When digested by gut bacteria, red and processed meats produce metabolites in the blood. These have been shown to contribute to cardiovascular disease and stroke risk.
“The interplay between diet, the gut microbiota, and microbial-generated metabolites increasingly appear to be a novel pathway linking [animal-source foods], especially red meat, to cardiovascular health,” researchers from Tufts University study said.
Connecting heart disease to red meat intake
Researchers also note that the study is limited: dietary habits were self-reported and observational methodologies cannot prove cause-and-effect events.
However, the research does provide a basis for clinical studies. These should investigate the relationship between red meat consumption and coronary health.
In addition to metabolites, high blood sugar and saturated fat, plus increased inflammation, all associated with eating red meat, are being considered as potential root causes of increased heart disease risk.
The markers represent a shift away from previous thinking that blood pressure and cholesterol are the biggest issues associated with meat consumption.
“Most of the focus on red meat intake and health has been around dietary saturated fat and blood cholesterol levels,” said co-lead author of the study Meng Wang, Ph.D.
“Based on our findings, novel interventions may be helpful to target the interactions between red meat and the gut microbiome to help us find ways to reduce cardiovascular risk.”
Could plant-based foods reduce heart disease risk?

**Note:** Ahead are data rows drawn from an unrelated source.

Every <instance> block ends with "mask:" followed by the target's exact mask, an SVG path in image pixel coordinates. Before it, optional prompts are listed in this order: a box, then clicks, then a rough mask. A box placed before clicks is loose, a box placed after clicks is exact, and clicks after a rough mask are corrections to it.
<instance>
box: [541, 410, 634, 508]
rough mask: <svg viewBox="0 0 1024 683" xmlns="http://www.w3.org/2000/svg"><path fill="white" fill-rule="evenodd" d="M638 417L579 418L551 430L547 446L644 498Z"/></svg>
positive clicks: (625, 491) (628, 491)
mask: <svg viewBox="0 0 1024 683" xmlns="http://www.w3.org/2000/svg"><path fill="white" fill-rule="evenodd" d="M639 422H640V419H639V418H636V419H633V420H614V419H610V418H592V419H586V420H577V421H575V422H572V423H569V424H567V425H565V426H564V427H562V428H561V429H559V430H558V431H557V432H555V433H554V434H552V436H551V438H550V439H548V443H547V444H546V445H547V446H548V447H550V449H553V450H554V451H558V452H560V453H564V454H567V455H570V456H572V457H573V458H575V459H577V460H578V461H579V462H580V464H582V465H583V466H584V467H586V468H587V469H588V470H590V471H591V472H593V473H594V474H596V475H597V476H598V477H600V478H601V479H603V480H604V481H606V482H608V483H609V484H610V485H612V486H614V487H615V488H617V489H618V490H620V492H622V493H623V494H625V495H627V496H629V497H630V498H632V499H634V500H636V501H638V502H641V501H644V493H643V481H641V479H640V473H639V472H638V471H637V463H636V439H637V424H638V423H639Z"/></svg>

Heart disease is the leading cause of death in the US. It kills one person every 34 seconds and costs the country at least $229 billion per year. According to the CDC, it was responsible for one in five deaths in 2020.
Last year, two new studies revealed that plant-based whole foods diets may reduce the risk of heart disease. A key takeaway was that “it’s never too late or too early to start a plant-based diet.”
Plant-based omega-3 fatty acids have also been shown to be as effective at reducing heart disease risk as seafood-derived alternatives.
Alpha-linolenic acid, found in foods such as flax seeds and nuts, was found to be especially effective when introduced into an already healthy and whole foods-rich diet.
Personal and planetary health
In addition to personal well-being benefits, moving away from meat consumption is widely recommended for the health of the environment.
Animal agriculture is a significant driver of the climate emergency. It creates at least 14.5 percent of greenhouse gas emissions and contributes to around 91 percent of Amazon deforestation.